C++: New Query: missing return-value check for scanf-like functions #10163

d10c · 2022-08-24T18:22:08Z

Introduces cpp/missing-check-scanf, a query with a similar idea as this external contribution: find scanf output arguments that are read without checking that they were written in the first place. The main differences are an IR-based flow and a more conservative treatment of unguarded reads of already-initialized scanf output variables.

This PR squashes and supercedes draft PR #10033.

These keep getting added, by the Makefile extension I believe.

…le was initialized, as in real world cases we haven't seen it done safely.

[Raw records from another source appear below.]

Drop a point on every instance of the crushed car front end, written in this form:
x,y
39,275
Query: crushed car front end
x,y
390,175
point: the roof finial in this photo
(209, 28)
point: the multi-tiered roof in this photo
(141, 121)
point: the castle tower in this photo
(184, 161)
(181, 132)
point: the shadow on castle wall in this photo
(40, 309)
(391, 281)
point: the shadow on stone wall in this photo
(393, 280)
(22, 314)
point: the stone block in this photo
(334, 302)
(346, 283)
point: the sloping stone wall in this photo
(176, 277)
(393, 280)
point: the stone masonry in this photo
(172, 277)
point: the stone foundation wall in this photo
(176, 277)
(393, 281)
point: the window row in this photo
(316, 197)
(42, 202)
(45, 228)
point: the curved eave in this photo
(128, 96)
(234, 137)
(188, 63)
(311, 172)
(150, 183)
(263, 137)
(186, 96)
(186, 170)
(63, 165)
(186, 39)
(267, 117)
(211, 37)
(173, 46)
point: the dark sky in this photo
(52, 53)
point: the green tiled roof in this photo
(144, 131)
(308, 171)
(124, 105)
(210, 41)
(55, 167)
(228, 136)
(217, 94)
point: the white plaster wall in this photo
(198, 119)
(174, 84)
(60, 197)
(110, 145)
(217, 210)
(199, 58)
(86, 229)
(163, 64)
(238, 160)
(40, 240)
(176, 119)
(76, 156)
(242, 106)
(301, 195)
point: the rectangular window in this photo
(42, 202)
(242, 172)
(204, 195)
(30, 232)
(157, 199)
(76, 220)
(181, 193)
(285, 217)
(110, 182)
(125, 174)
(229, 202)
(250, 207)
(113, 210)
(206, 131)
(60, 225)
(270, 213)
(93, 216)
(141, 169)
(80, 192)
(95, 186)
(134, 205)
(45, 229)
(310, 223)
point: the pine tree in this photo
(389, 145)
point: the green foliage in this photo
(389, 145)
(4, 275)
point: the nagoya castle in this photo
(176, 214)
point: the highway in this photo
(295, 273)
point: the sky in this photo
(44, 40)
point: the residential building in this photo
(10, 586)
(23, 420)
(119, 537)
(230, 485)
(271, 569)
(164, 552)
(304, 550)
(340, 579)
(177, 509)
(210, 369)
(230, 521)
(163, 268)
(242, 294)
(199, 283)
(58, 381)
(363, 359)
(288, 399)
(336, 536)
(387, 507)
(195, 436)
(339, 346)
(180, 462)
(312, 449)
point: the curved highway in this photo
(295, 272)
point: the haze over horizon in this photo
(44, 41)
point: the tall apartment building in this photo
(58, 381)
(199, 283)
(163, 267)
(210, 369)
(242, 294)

There are still some remaining FPs (haven't fully tested them) that should be ironed out in a follow-up to increase the precision, e.g.: * if scanf(&i) != 1 return if maybe() && scanf(&i) != 1 return use(i) // should be OK on both counts * The minimum guard constant for the *_s variants may not be right. * int i[2] scanf(i, i+1) // second i is flagged as a use of the first * Maybe loosen the "unguarded or badly guarded use() = bad" policy to "unguarded but already-initialized = good" and "badly guarded = bad", since a lot of FPs in MRVA fall into the "unguarded but already- initialized" bucket.

MathiasVP

Looks really good! Here are my first round of comments.

cpp/ql/src/Critical/MissingCheckScanf.ql

MathiasVP · 2022-08-24T19:07:43Z

cpp/ql/src/Critical/MissingCheckScanf.ql

+    exists(Instruction dst |
+      this.bigStep(instr) = dst and
+      dst.getAst() = result and
+      valueNumber(dst) = valNum


Could we move this conjunct into smallStep instead? i.e., require that every small step preserves the value number? I think that will reduce the size of the smallStep relation (and more importantly, the bigStep relation!) quite a bit.

That would be tricky, because while we do want the final Accesses to have the same ValueNumber, we don't want all intermediate instructions to have to have the same ValueNumber too, because then some crucial paths will be severed. Currently, bigStep is the same the .getASuccessor+() closure starting from instr, minus all paths that go through a barrier as defined by isBarrier(). I would hesitantly wager that this is as compact as it gets.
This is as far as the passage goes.